An interesting rags-to-riches story is that of the richest self-made woman, Hong Kong’s Zhou Qunfei, who lost her mother as a child and quit school at 16 to work. She went on to found her own watch lenses manufacturing business after years of work experience in factories. Eventually she got into the business of making glass covers for cell phones, and Apple and Samsung are among her customers. Her self-made fortune: $7.8 billion.

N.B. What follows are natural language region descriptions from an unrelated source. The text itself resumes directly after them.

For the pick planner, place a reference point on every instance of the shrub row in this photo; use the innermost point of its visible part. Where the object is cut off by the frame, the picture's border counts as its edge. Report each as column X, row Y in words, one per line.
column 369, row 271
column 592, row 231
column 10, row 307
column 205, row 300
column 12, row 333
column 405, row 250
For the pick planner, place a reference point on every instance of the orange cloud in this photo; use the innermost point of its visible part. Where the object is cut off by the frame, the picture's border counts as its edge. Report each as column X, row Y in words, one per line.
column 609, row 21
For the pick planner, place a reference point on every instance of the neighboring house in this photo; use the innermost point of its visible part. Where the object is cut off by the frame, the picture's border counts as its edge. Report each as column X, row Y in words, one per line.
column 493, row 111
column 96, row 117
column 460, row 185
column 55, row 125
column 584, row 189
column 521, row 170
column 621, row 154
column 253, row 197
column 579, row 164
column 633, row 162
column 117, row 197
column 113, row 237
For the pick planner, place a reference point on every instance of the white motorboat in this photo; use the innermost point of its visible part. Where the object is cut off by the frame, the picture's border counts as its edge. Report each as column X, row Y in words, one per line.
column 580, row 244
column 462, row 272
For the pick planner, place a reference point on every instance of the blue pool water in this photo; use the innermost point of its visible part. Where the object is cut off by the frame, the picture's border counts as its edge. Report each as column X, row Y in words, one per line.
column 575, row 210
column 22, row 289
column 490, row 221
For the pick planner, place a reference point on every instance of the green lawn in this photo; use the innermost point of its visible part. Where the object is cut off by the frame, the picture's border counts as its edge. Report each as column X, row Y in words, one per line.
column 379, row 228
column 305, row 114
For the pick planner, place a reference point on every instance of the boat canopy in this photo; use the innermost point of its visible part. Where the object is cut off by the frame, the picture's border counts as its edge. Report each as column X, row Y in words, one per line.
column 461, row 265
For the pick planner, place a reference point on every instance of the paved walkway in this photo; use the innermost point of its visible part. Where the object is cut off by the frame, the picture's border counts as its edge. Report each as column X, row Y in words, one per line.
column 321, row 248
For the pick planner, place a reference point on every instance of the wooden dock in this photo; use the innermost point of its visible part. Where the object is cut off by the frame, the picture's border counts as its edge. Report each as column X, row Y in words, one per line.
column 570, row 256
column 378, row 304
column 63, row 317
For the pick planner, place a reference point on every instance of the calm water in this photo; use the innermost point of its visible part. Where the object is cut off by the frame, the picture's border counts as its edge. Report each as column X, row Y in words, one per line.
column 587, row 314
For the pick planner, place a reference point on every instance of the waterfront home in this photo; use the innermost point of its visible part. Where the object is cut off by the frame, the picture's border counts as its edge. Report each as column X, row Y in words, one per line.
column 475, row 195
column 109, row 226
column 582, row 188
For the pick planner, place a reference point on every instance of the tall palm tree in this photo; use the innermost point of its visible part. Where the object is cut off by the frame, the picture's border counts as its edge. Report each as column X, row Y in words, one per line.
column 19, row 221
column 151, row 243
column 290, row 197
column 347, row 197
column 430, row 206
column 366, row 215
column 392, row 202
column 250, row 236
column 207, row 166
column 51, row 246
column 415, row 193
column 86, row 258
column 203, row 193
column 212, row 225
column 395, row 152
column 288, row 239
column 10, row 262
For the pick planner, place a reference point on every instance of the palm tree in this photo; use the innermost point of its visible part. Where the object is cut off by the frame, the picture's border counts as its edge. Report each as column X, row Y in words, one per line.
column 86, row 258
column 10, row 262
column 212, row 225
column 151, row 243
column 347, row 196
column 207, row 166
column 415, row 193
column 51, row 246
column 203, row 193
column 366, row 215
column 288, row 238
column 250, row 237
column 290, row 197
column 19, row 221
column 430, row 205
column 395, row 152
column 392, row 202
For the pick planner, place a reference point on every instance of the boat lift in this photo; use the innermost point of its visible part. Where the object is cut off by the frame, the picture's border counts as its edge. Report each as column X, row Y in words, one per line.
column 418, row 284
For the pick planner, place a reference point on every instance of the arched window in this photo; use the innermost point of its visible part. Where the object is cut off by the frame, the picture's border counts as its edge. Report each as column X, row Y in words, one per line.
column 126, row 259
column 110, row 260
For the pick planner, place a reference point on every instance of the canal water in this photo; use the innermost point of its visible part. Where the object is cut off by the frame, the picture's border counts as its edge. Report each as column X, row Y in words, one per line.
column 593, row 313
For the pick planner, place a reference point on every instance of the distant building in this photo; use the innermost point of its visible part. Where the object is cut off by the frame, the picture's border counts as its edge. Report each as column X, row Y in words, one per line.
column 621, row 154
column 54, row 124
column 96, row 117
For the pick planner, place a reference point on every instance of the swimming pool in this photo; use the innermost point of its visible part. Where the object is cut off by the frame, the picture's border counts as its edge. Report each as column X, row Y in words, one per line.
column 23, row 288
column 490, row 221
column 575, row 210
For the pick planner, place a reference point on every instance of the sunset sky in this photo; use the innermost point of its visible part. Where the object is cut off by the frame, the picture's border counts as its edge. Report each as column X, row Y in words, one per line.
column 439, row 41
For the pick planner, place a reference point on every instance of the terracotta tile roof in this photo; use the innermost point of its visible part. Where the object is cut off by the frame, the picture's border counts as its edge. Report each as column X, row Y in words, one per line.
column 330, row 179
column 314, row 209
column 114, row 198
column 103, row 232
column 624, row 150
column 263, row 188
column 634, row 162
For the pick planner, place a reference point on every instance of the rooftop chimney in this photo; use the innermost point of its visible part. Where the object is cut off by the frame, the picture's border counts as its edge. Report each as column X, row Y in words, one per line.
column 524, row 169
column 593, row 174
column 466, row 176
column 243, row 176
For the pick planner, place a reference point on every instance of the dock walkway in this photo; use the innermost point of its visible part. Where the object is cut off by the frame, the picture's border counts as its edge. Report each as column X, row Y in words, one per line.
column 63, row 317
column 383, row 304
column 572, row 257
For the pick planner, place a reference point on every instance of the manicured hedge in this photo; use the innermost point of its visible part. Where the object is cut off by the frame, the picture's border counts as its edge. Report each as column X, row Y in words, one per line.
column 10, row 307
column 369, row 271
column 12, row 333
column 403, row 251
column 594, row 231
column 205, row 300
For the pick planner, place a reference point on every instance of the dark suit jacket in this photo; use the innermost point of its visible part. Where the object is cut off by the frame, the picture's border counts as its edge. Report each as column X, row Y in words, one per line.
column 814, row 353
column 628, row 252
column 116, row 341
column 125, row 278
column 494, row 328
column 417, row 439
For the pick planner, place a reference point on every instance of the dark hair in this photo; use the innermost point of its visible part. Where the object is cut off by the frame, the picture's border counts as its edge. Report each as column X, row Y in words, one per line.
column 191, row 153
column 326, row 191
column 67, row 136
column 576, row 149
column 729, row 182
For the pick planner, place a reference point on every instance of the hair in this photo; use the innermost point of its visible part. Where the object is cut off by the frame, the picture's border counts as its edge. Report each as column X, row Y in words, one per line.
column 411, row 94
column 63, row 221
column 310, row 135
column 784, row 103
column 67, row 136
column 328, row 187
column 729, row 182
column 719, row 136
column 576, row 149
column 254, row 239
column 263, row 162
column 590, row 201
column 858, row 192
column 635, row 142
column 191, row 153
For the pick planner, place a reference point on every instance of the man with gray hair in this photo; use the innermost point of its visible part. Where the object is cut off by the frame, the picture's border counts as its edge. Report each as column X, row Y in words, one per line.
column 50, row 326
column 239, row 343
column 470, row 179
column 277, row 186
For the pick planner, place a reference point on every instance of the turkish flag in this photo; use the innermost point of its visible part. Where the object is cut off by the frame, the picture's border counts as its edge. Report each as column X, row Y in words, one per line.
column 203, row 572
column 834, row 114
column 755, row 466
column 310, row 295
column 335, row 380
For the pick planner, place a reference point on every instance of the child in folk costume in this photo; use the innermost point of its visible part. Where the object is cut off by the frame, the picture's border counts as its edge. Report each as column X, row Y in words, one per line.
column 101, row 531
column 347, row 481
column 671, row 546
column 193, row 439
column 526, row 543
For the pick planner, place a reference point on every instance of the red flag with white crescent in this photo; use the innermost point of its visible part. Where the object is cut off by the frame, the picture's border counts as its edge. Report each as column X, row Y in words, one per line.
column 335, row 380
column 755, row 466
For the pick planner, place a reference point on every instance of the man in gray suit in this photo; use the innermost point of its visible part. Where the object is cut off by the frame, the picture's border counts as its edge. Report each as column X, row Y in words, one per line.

While these women have all the riches in the world and good luck and godspeed to them, in our daily lives we come across so many women — by a sheer coincidence I am writing this Edit on Women’s Day — who have different kinds of wealth. I met one such woman, brimming with the richness of love, compassion and caring in Pune, while doing the cover story for this issue. A post graduate in philosophy, Renutai has spent several decades after throwing up a well-paying job as a Saraswat Bank officer in Mumbai, “to work for the community and give love to those who don’t get any”. For nearly 20 years she has scouted the streets of Budhwar Peth, Pune’s massive red light district which is estimated to have several thousand sex workers. Her biggest fear is that the children of these workers will eventually get sucked into the flesh trade and there are several sordid tales of child trafficking proving her right. Renutai gives me goosebumps when she relates the story of a nine-year-old girl who she had rescued and kept at the residential facility she runs in Pune, where the children go to a private school. The mother had sanctioned this, but due to debts, she quietly sold the girl to a trafficker. Her attempts to rescue the child, and even buy her back, failed. Responding to her desperation and anguish the pimp said: ‘Aap itna dukh kyo karti ho, woh ab Bangalore ki khidki mei hei (Why are you so sad; she is now in the Bangalore flesh trade).